Para trazer Dirceu de volta à vida política do país, o PT poderá contar com a colaboração do Supremo Tribunal Federal (STF), que tende a anular suas condenações, com base na alegação de parcialidade do ex-juiz Sergio Moro. Segundo a coluna Radar da revista Veja, Dirceu tem sinalizado a amigos que está otimista com sua possível reabilitação judicial e política.
Matéria da Gazeta do Povo mostrou que Dirceu responde a processos em liberdade devido a decisões de ministros do Supremo Tribunal Federal (STF), após ter sido preso quatro vezes por corrupção, entre 2013 e 2019. Ele até se sente até confortável em dizer publicamente que o Mensalão “nunca existiu”. A pena por corrupção ativa que recebeu por conta desse escândalo foi extinta.

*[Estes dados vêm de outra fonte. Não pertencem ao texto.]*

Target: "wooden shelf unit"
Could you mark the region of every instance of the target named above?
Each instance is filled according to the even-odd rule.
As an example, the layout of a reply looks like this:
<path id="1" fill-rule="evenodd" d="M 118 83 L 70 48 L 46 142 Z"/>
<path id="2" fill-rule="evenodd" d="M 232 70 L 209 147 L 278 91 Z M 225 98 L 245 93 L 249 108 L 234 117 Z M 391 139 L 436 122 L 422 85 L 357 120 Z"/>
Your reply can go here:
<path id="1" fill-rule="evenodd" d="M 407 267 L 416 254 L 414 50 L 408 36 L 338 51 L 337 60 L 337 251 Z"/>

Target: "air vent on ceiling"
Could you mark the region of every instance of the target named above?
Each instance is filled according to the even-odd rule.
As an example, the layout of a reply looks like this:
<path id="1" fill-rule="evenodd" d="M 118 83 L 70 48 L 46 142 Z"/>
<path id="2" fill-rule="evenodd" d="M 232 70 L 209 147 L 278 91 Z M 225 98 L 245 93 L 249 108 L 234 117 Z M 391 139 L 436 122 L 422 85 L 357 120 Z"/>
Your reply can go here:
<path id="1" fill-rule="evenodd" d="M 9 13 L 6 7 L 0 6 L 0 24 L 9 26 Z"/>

Ele foi recentemente absolvido em uma condenação na Lava Jato e ainda tem outra. Pela operação, ele chegou a ser condenado a penas de até 39 anos por formação de quadrilha, falsidade ideológica, corrupção passiva, lavagem de dinheiro, recebimento de vantagem indevida, entre outros crimes.
No caso de Guido Mantega, ex-ministro da Fazenda, o PT e o presidente Lula fizeram pressão em janeiro para colocá-lo no comando da Vale, segunda maior empresa do país. Os petistas recuaram há alguns dias após uma reação negativa do mercado.

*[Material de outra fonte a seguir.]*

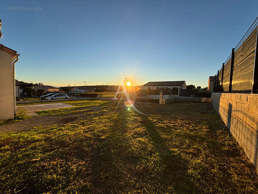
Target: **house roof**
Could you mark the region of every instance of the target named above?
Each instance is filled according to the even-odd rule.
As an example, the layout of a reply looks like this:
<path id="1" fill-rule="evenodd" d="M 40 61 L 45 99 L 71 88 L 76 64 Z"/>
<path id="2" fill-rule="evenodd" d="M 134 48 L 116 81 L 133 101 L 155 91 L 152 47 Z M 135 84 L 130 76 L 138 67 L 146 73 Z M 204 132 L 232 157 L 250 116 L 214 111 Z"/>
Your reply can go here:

João Paulo Cunha, ex-presidente da Câmara dos Deputados, que chegou a ser preso no escândalo do Mensalão, foi contratado em setembro de 2023 como advogado pela J&F, segundo o jornal O Globo.
José Genoino, condenado no escândalo do Mensalão, tinha se afastado do cenário político, mas retornou como militante ativo em 2023 – por enquanto, sem buscar cargo. Além de participar de reuniões com lideranças petistas, ele tem dado entrevistas frequentes a meios de comunicação de extrema-esquerda e aos sites da Fundação Perseu Abramo e do PT. Em uma delas, em janeiro, fez uma manifestação sugerindo boicote a empresários judeus que suscitou acusações de antissemitismo contra ele.

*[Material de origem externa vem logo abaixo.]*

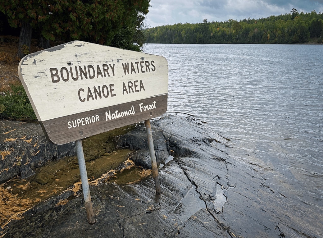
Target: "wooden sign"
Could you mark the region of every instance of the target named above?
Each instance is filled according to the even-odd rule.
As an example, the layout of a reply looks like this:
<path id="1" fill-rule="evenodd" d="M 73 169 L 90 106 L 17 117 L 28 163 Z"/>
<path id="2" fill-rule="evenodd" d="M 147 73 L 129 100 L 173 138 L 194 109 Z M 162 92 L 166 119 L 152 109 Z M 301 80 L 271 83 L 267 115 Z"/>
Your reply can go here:
<path id="1" fill-rule="evenodd" d="M 162 56 L 75 41 L 28 55 L 18 73 L 50 140 L 62 144 L 162 115 Z"/>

Resgate de figurões mostra dificuldade de renovação do PT
A polêmica com Genoino mostra que a tentativa de reescritura da história pode esbarrar nos próprios defeitos das figuras que o PT tenta reabilitar. Para o cientista político Adriano Cerqueira, professor do Ibmec-BH e da Universidade Federal de Ouro Preto (Ufop), a estratégia de reconduzir esses personagens ao centro da vida política pode acabar sendo um tiro no pé.
“Eles acham que pode surtir algum efeito dentro da bolha petista, mas dificilmente isso acontece. A efetividade dessa estratégia do PT é muito frágil”, diz.
Para Cerqueira, as redes sociais enfraqueceram a capacidade do PT de manipular a opinião pública, mas as narrativas da legenda ainda encontram respaldo em ambientes como a imprensa e as universidades. Ele diz que o partido está “estacionado nos mecanismos mais tradicionais da opinião pública”, já que as redes sociais tendem a desmascará-lo.
“O PT, por ser um partido marxista, um partido de esquerda, segue muitas vezes, aparentemente, aquele método stalinista de reescrever a história, de fraudar as narrativas sobre a história”, afirma. “Só que a política, hoje, foi capturada pelas redes sociais, e isso está enfraquecendo bastante a capacidade do PT de vender a sua narrativa. Mas as redes sociais, até o momento, são pouco administráveis nesse sentido, e só com medidas não democráticas, autoritárias, é que se consegue conter o seu impacto”, comenta.
Cerqueira considera que a tentativa do PT de resgatar figuras como Dirceu, Genoino e Mantega também escancara a baixa renovação no partido. “São figuras antigas. O PT está perdendo a capacidade de se renovar politicamente junto ao eleitorado. E um dos sintomas dessa dificuldade de renovação é ficar tentando resgatar politicamente figuras que ficaram no passado por conta de más gestões e de denúncias de corrupção.”
Além de tentar reabilitar politicamente a sua velha guarda, o PT também tem usado a experiência deles para formar seus futuros representantes. Em 2023, a Fundação Perseu Abramo, ligada ao partido, chamou Genoino, Dirceu e Mantega para ministrar aulas de diferentes cursos.